Teresa Ribera ignora a la ciudadanía española y portuguesa autorizando la continuidad de las centrales nucleares

El Movimiento Ibérico Antinuclear (MIA), rechaza la prolongación de la autorización de las centrales nucleares de Almaraz y Vandellós, una decisión de altísimo riesgo, ya que presentan un envejecimiento evidente y una seguridad degradada.

El MIA denuncia la falta de participación y de debate público. La continuidad de las centrales se produce sin haber consultado a la ciudadanía, a los países vecinos afectados y sin haber concluido el proceso de evaluación ambiental del PNIEC. Además se anuncia con una filtración a la agencia Efe y Europa Press hurtando la capacidad de respuesta de la sociedad civil.

El MIA, a través de las organizaciones lusas que lo componen enviará una queja a la Comisión Europea debido a la falta de comunicación con las autoridades lusas y de una evaluación ambiental transfronteriza.

El Movimiento Ibérico Antinuclear es una plataforma de las luchas antinucleares que lleva exigiendo desde el origen de esta energía un debate público sobre la continuidad de las centrales nucleares. Especialmente desde 2016 año de inicio de las movilizaciones antinucleares y del nacimiento de la plataforma, ha exigido que en una democracia decisiones como la continuidad de la energía nuclear debían ser expuestas a un debate público. Sin embargo, ninguno de los gobiernos ha sido capaz de afrontar este debate, a pesar de que las pocas encuestas sobre la percepción de la energía nuclear, como la del CIS de mayo de 2011 muestran, por ejemplo, como el 52% de la sociedad considera mayores los riesgos que los beneficios de la energía nuclear, frente al 39% que opina lo contrario. 

La prolongación del funcionamiento de las centrales nucleares en el Estado español por encima de los 40 años para los que fueron construidas responde exclusivamente a los intereses de las compañías titulares. Se concretó en un protocolo de cierre entre Enresa y los propietarios de las centrales firmado en marzo de 2019, asumido por el gobierno, según aparece en el Plan Nacional Integrado de Energía y Clima. 

Como sucediese en la aprobación del Almacén Temporal Individualizado de Almmaraz se  obvia nuevamente dirigir consultas al gobierno y la ciudadanía portuguesa, pudiendo incurrir en ello en una vulneración de tratados y acuerdos europeos e internacionales. Un hecho, que fuerza a que nuevamente las organizaciones lusas que componen el MIA dirijan una queja formal ante la Comisión Europea, para que analice si la prolongación de la central de Almaraz vulnera alguno de estos acuerdos.
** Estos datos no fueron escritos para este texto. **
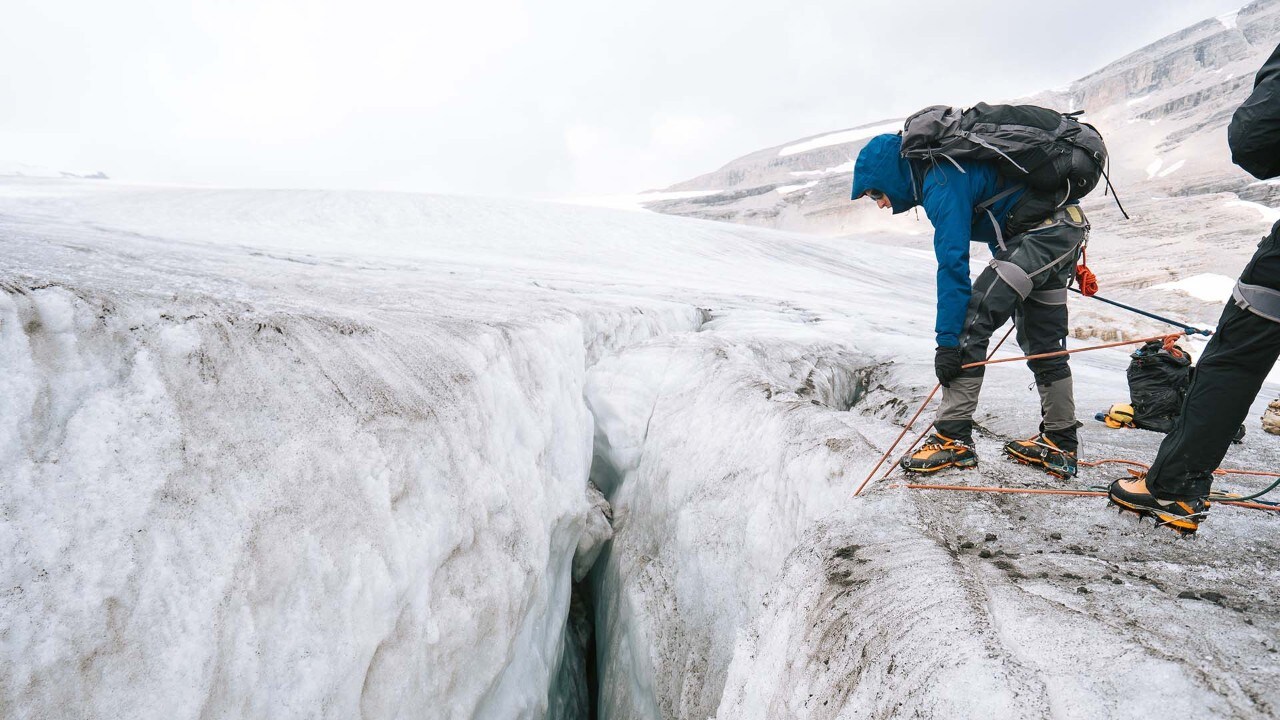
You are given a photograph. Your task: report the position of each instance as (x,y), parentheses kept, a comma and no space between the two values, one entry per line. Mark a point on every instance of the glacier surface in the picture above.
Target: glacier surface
(329,454)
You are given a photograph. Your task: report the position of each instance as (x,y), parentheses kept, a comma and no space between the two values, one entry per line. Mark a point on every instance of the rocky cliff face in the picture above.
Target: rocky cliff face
(1164,110)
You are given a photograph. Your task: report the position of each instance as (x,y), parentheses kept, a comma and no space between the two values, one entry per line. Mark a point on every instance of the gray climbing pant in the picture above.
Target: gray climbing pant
(1027,281)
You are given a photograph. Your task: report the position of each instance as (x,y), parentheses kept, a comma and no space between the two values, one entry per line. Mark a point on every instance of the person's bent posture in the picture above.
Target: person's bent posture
(1239,355)
(969,201)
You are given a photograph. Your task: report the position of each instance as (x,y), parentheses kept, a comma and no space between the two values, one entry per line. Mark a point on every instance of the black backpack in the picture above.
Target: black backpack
(1159,378)
(1054,155)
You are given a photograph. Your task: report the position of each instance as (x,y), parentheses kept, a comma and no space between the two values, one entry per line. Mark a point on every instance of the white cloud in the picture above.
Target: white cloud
(434,95)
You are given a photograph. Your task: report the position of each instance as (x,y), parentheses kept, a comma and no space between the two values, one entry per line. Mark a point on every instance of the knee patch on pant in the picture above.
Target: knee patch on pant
(1050,376)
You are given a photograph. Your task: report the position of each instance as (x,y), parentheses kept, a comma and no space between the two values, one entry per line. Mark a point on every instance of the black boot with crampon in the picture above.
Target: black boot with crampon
(1043,454)
(1130,495)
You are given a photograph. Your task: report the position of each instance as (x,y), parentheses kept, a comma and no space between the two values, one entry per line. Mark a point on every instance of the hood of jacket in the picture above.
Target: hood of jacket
(881,167)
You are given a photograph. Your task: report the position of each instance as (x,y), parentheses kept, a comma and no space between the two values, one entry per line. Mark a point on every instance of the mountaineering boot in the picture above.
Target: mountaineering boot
(1133,496)
(1042,452)
(940,452)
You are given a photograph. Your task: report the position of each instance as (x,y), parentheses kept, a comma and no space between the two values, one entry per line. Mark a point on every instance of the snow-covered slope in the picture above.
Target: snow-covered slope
(1164,110)
(321,454)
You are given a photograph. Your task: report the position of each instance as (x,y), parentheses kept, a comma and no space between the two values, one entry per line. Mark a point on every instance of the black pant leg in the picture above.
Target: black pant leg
(1226,381)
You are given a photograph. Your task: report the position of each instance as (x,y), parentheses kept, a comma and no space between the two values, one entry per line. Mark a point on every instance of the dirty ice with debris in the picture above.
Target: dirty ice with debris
(307,454)
(333,454)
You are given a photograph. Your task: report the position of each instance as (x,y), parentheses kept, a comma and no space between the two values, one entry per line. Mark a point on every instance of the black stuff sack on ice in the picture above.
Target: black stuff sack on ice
(1159,378)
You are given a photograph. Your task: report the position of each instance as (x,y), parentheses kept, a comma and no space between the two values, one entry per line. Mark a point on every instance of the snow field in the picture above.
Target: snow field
(292,454)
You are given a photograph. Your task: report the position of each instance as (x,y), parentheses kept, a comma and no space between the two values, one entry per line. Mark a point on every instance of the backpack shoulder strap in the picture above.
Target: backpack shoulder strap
(984,206)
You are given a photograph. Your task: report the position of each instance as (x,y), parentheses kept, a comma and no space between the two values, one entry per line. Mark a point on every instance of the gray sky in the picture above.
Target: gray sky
(507,96)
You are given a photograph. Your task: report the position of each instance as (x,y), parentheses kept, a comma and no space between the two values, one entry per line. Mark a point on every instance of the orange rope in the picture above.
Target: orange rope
(1077,492)
(1060,352)
(1146,466)
(905,428)
(908,427)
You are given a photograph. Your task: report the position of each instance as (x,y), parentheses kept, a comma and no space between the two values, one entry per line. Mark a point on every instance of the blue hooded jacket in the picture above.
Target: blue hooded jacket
(949,196)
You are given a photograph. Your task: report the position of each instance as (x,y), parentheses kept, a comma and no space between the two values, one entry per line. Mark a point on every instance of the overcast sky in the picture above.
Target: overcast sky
(536,99)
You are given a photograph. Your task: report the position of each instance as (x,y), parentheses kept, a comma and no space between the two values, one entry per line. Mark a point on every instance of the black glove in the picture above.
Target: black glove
(946,364)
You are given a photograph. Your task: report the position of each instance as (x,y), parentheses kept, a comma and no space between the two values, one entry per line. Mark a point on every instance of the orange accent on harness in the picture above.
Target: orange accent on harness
(1086,278)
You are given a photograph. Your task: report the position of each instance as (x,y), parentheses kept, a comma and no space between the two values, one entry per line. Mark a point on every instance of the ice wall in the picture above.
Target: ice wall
(214,514)
(696,450)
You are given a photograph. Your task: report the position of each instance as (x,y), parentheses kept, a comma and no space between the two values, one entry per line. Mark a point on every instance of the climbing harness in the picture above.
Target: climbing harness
(1084,277)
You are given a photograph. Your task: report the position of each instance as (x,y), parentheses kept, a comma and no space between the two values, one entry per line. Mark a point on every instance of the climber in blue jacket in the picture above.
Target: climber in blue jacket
(1032,265)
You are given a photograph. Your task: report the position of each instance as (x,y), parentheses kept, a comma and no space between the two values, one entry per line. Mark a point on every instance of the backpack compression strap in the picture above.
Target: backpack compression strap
(986,208)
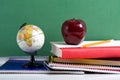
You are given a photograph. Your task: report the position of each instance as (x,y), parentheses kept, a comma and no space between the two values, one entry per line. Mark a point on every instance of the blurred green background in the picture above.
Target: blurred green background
(101,16)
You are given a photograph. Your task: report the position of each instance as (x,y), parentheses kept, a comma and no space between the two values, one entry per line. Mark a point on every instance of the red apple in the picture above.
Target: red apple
(73,31)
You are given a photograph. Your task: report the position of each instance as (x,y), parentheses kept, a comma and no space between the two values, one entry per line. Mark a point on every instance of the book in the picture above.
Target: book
(85,68)
(14,66)
(106,50)
(100,61)
(86,65)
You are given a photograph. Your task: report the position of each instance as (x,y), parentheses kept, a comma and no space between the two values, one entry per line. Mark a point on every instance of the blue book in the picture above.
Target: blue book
(17,66)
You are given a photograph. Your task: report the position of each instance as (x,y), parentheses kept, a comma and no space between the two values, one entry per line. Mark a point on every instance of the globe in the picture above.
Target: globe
(30,39)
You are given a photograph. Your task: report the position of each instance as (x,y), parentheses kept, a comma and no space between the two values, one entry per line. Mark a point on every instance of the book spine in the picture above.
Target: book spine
(91,52)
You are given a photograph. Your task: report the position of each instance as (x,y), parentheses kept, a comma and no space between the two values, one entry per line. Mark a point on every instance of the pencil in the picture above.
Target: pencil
(96,43)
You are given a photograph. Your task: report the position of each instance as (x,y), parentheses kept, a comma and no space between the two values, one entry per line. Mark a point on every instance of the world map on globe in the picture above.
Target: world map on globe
(30,38)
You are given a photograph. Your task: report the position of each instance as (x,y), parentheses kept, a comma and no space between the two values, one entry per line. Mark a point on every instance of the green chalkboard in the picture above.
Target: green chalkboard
(101,16)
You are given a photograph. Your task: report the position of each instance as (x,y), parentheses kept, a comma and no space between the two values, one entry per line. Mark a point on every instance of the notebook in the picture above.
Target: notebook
(16,67)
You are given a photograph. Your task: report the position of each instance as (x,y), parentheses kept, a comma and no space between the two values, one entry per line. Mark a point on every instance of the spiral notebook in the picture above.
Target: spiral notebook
(86,65)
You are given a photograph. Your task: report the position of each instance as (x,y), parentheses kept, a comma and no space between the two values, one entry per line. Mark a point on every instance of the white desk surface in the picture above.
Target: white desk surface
(55,76)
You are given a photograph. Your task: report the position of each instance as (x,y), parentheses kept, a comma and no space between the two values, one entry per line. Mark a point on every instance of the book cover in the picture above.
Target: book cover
(99,61)
(14,66)
(85,68)
(106,50)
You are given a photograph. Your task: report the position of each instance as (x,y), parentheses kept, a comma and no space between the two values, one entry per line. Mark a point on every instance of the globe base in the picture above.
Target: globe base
(32,63)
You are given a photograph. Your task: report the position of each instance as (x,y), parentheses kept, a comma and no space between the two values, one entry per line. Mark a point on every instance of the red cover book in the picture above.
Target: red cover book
(107,50)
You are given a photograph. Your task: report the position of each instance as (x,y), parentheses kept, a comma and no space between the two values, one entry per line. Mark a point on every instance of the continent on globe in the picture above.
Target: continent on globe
(30,38)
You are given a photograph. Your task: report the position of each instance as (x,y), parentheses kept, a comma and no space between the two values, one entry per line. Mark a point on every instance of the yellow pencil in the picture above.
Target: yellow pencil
(96,43)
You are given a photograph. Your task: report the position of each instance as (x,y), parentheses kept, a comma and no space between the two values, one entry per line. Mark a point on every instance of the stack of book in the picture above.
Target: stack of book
(89,56)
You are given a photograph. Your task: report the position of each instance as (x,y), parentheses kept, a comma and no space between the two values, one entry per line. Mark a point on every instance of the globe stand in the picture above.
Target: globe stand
(32,63)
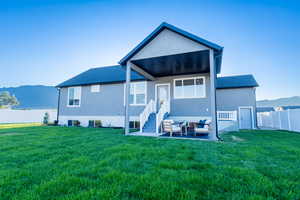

El río Tajo que refrigera la central de Almaraz conecta ambos países, de forma que un accidente o vertido radiactivo afectaría al país vecino, como ya sucediese con los vertidos del río Jarama detectados en Lisboa en 1970.

Recuerdan además que, durante el mes de junio, después de que el CSN informara favorablemente la prolongación de Almaraz, esta central ha sufrido dos paradas de sus reactores por problemas técnicos. Las organizaciones antinucleares avisan de que esta prolongación es  una decisión de altísimo riesgo, ya que estas instalaciones presentan un envejecimiento evidente y una seguridad degradada. En estos momentos no es necesaria la continuidad de un sistema energético enormemente contaminante y concentrado en las manos de unas pocas empresas, sino la apertura de un amplio debate sobre el futuro de la energía en el Estado español, la distribución de la producción y la adaptación de los consumos a las necesidades colectivas, y no de reproducción del sistema económico.

Por todo ello, el conjunto del Movimiento Ibérico Antinuclear muestra su más absoluto rechazo a la concesión de la renovación de la autorización de funcionamiento a Almaraz y Vandellós. Un movimiento que seguirá exigiendo el fin de la pesadilla nuclear y el cumplimiento absoluto de las instrucciones técnicas señaladas por el CSN. Una vez concedido este permiso, es el ministerio y su ministra son los responsables de las consecuencias que pueda producir la continuidad de centrales envejecidas y cuya seguridad está degradada. Una decisión que protege los intereses de las eléctricas en contra de la ciudadanía, el bien común y la necesaria transición energética sin fósiles ni nuclear.